Diffusé sur 2STV chaque vendredi soir après le journal traditionnel, et disponible le lendemain sur YouTube, le Journal télévisé rappé (JTR) de Xuman et Keyti attire un très large public, avec des dizaines de milliers de téléspectateurs, des internautes postant en continu sur Facebook et tweetant des commentaires sur les thèmes abordés dans les précédentes éditions.
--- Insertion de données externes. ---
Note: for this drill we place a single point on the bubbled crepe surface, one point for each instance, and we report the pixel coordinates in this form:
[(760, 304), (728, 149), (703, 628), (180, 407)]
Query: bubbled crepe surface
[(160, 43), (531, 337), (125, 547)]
Le 14 novembre était diffusé le 26e épisode, qui marque la fin de la première saison du JTR, mais Xuman et Keyti ne comptent pas s’arrêter là. Les deux rappeurs ont atteint leur objectif principal, qui était « d’intéresser les jeunes et les Sénégalais en général à l’actualité, en leur proposant un traitement de l’information plus ciblé ». Ils ont désormais pour ambition de créer un JTR africain, « c’est-à-dire, de faire en sorte qu’il y ait un JTR dans plusieurs pays du continent », explique Xuman, assurant que beaucoup de rappeurs d’autres pays ont déjà manifesté leur intention d’y participer. « C’est un créneau que nous comptons exploiter », ajoute-t-il. Pour la fin de la première saison, le Guinéen Mister X et le Mauritanien Tibou se sont déjà invités dans le JTR. Dans la peau de journalistes correspondants, les deux rappeurs ont décortiqué l’actualité de leurs pays respectifs, des événements politiques aux faits divers.

Le 14 novembre était diffusé le 26e épisode, qui marque la fin de la première saison du JTR, mais Xuman et Keyti ne comptent pas s’arrêter là.
En attendant de trouver des sponsors, qui tardent encore à se manifester, Xuman et Keyti envisagent de faire du JTR un véritable modèle économique en constituant une petite rédaction, composée de techniciens, caméramans et de journalistes-MC à plein temps. On peut être impertinent et... ambitieux.